我们在第2行开始while循环，然后继续在第4行抓取一个frame。

我们的帧被调整大小，并交换颜色通道（第12和13行）。调整大小可以加快处理速度，你可以尝试使用帧尺寸（frame dimension）来获得更高的每秒帧数（FPS）。dlib需要转换为RGB色彩空间（OpenCV默认BGR）。

在运行时，可以通过命令行参数传递输出视频路径（视情况选择）。所以，如果有必要，我们将初始化我们的视频写入器上线17-20。有关使用OpenCV将视频写入磁盘的更多信息，请参阅：https://www.pyimagesearch.com/2016/02/22/writing-to-video-with-opencv/

接下来，我们需要检测一个跟踪对象（如果我们还没有）：

	# if our correlation object tracker is None we first need to

	# apply an object detector to seed the tracker with something

	# to actually track

	if tracker is None:

		# grab the frame dimensions and convert the frame to a blob

		(h, w) = frame.shape[:2]

		blob = cv2.dnn.blobFromImage(frame, 0.007843, (w, h), 127.5)



		# pass the blob through the network and obtain the detections

		# and predictions

		net.setInput(blob)

		detections = net.forward()

如果我们的tracker对象为 None （第4行），我们首先需要检测输入帧中的对象。
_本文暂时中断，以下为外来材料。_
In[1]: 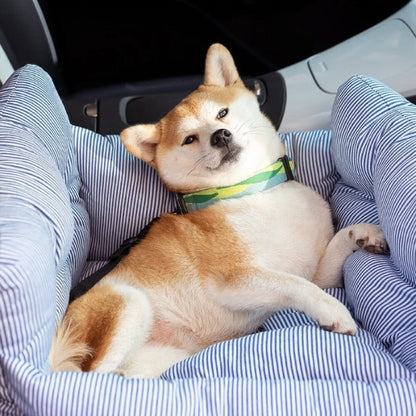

为此，我们创建一个 blob （第7行）并通过网络传递它（第11和12行）。

我们现在处理detections：

		# ensure at least one detection is made

		if len(detections) > 0:

			# find the index of the detection with the largest

			# probability -- out of convenience we are only going

			# to track the first object we find with the largest

			# probability; future examples will demonstrate how to

			# detect and extract *specific* objects

			i = np.argmax(detections[0, 0, :, 2])



			# grab the probability associated with the object along

			# with its class label

			conf = detections[0, 0, i, 2]

			label = CLASSES[int(detections[0, 0, i, 1])]

如果我们的物体探测器找到了若干对象（第2行），我们会抓取概率最大的对象（第8行）。

本文演示了如何使用dlib来执行单个目标跟踪，因此我们需要找到概率最高的检测对象（以后的博客文章将介绍使用dlib进行多目标跟踪）。

从那里，我们将获得了与对象相关的置信度（conf ）和label（第12和13行）。

现在是时候过滤掉检测结果了。这里，我们需要确保我们拥有通过命令行参数传递的正确类型的对象：

			# filter out weak detections by requiring a minimum

			# confidence

			if conf > args["confidence"] and label == args["label"]:

				# compute the (x, y)-coordinates of the bounding box

				# for the object

				box = detections[0, 0, i, 3:7] * np.array([w, h, w, h])

				(startX, startY, endX, endY) = box.astype("int")



				# construct a dlib rectangle object from the bounding

				# box coordinates and then start the dlib correlation

				# tracker

				tracker = dlib.correlation_tracker()

				rect = dlib.rectangle(startX, startY, endX, endY)

				tracker.start_track(rgb, rect)



				# draw the bounding box and text for the object

				cv2.rectangle(frame, (startX, startY), (endX, endY),

					(0, 255, 0), 2)

				cv2.putText(frame, label, (startX, startY - 15),

					cv2.FONT_HERSHEY_SIMPLEX, 0.45, (0, 255, 0), 2)

第3行，我们检查以确保conf超过置信度阈值，并且该对象实际上是我们正在寻找的类的类型。当我们稍后运行脚本时，我们将使用“person”或“cat”作为示例，以便你可以看到我们如何过滤结果。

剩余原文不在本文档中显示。